Home >> Events >> Content

[Seminar] On Efficient Training for Large-Scale Deep Learning Models

Source:     Publish Date:2023-10-10     Page Views:

Title:On Efficient Training for Large-Scale Deep Learning Models

SpeakerLi Shen

                  Research Scientist

                  JD Explore Academy

HostProfessor Zhouchen Lin

Date & Time2023/10/19  10:00 - 12:00

VooV Meeting:504 137 495


Abstract:   

The field of deep learning has witnessed significant developments in recent years. Specifically, the large-scale models trained on vast amounts of data hold immense promise for practical applications, enhancing industrial productivity. However, it suffers from the unstable training process, stringent requirements of computational resources, and underexplored convergence analysis, e.g., Adam, as one of the most influential adaptive stochastic algorithms for training deep neural networks, has been pointed out to be divergent even in the simple convex setting via a few simple counterexamples. In this talk, we systematically investigate the convergence theory and application of efficient training algorithms for pretraining large-scale deep learning models from the perspective of optimization. Specifically, (i) we derive the first easy-to-check sufficient condition, which merely depends on the parameters of the base learning rate and combinations of historical second-order moments, to guarantee the global convergence of the Adam optimizer for the non-convex stochastic setting. This observation, coupled with this sufficient condition, gives much deeper interpretations on the divergence of Adam. (ii) We theoretically show that distributed Adam can be linearly accelerated by using a larger number of nodes. (iii) We propose a communication-efficient variant of distributed Adam, dubbed Efficient-Adam, by adopting bi-directional compression and error-compensation techniques to reduce the communication cost and reduce compression bias, respectively. (iv) We develop FedLADA, a novel momentum-based federated optimizer via utilizing the global gradient descent and locally adaptive amended optimizer, to tackle the client drifts exacerbated by local over-fitting with the local adaptive optimizer in federated learning.


Biography:   

Li Shen is currently a research scientist at JD Explore Academy, Beijing, China.

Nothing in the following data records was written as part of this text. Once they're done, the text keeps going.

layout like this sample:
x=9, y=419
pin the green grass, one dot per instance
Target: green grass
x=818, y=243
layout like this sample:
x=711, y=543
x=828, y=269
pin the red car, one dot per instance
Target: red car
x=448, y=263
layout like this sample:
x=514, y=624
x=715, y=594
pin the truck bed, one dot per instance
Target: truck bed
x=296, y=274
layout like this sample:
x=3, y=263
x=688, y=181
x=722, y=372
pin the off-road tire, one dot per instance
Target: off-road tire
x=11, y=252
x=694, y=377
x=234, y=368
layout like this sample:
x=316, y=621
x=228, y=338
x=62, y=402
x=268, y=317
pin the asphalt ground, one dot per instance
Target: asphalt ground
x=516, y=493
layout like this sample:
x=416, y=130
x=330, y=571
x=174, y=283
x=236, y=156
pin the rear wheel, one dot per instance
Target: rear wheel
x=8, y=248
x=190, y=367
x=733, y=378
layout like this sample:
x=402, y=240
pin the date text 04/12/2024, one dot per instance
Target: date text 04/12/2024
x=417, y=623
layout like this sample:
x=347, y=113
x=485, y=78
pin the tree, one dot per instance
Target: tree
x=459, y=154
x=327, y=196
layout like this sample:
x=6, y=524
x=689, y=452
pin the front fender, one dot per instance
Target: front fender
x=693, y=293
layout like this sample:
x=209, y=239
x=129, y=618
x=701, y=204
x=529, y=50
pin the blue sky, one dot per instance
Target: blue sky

Previously, he was a senior researcher at Tencent AI Lab. He received his bachelor's degree and Ph.D. from the School of Mathematics, South China University of Technology. His research interests include theory and algorithms for nonsmooth convex and nonconvex optimization, and their applications in statistical machine learning, deep learning and reinforcement learning. He has published more than 60 papers in peer-reviewed top-tier journal papers (JMLR, IEEE TPAMI, IJCV, IEEE TSP, IEEE TIP, etc.) and conference papers (ICML, NeurIPS, ICLR, CVPR, ICCV, etc.). He has also served as the senior program committee for AAAI 2022, AAAI 2024 and area chair for ICPR 2022, ICPR 2024, ICLR 2024.